Sept personnes, six hommes et une femme, sont jugés au tribunal correctionnel de Saint-Pierre pour avoir organisé un guet-apens dans un McDonald's afin d'enlever et frapper leur victime. Ils reprochaient à celle-ci de leur avoir volé une voiture et de l'argent quelques jours plus tôt, quand la victime affirme que tout est lié à un trafic de drogue.
Ecrit par Gaëtan Dumuids – le lundi 26 août 2024 à 22H10

Jeudi dernier, les employés et les clients du McDonald's 400 à Saint-Pierre ont assisté à une scène digne des séries sur les cartels de drogues. Plusieurs hommes entrent dans le restaurant afin d'attraper un client qui attend pour commander. Ce dernier tente de s'enfuir par la cuisine, mais glisse. Il va être saisi en étranglement par le plus grand de tous et sorti Manu militari. Certains clients et employés tentent de s'interposer, en vain.

Sur le parking, la victime va être traînée par les pieds avant d'être jetée derrière un muret et d'encaisser quelques coups. Les ravisseurs le font ensuite monter dans la voiture avant de le ramener à Saint-Joseph. Là, ils le frappent encore un peu avant de réaliser que la scène a probablement été filmée et que la victime peut porter plainte. Ils le menacent s'il voulait les dénoncer... Avant d'appeler les gendarmes eux-mêmes.

Lorsqu'il est en ligne avec le gendarme, l'un des auteurs va expliquer que ce sont eux qui ont enlevé une personne au McDonald's, car celle-ci lui avait volé sa voiture et 2000 euros, avant de détruire le véhicule. Lorsque les gendarmes arrivent, la plupart des protagonistes sont partis sauf deux frères et la victime. Une fois sécurisée dans le véhicule des gendarmes, celle-ci affirme que tout cela est lié à un trafic de drogues.

Quinze jours plus tôt, l'un des membres de la bande est blessé suite à un accident de moto et aurait demandé à la victime d'aller chercher une livraison de drogue à Saint-Paul avec sa propre voiture. La victime va avoir un accident sur la route et disparaître avec l'argent et la marchandise, composée d'ecstasy et de cannabis.

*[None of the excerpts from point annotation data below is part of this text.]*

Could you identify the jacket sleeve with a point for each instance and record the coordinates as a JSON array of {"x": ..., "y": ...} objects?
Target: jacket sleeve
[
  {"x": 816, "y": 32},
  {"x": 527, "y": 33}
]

Depuis, le groupe composé de trois frères, d'un cousin et de deux amis sont à sa recherche. C'est finalement une amie de la victime qui va leur donner sa localisation au McDonald's où ils seront le soir. Celle-ci affirme avoir agi sous la pression, mais montre très peu d'empathie. "Quand il l'a vu (son agresseur, ndlr) entrer dans le restaurant, il s'est mis à courir directement. Il a aggravé son cas", lâche-t-elle aux magistrats médusés par cette réponse.

 

Les suspects nient le trafic de drogue

 

Tour à tour, les prévenus passent à la barre en essayant l'exercice difficile de minimiser ses fautes sans accabler l'autre. Ils jurent que les violences n'étaient pas au programme, seulement de l'intimidation.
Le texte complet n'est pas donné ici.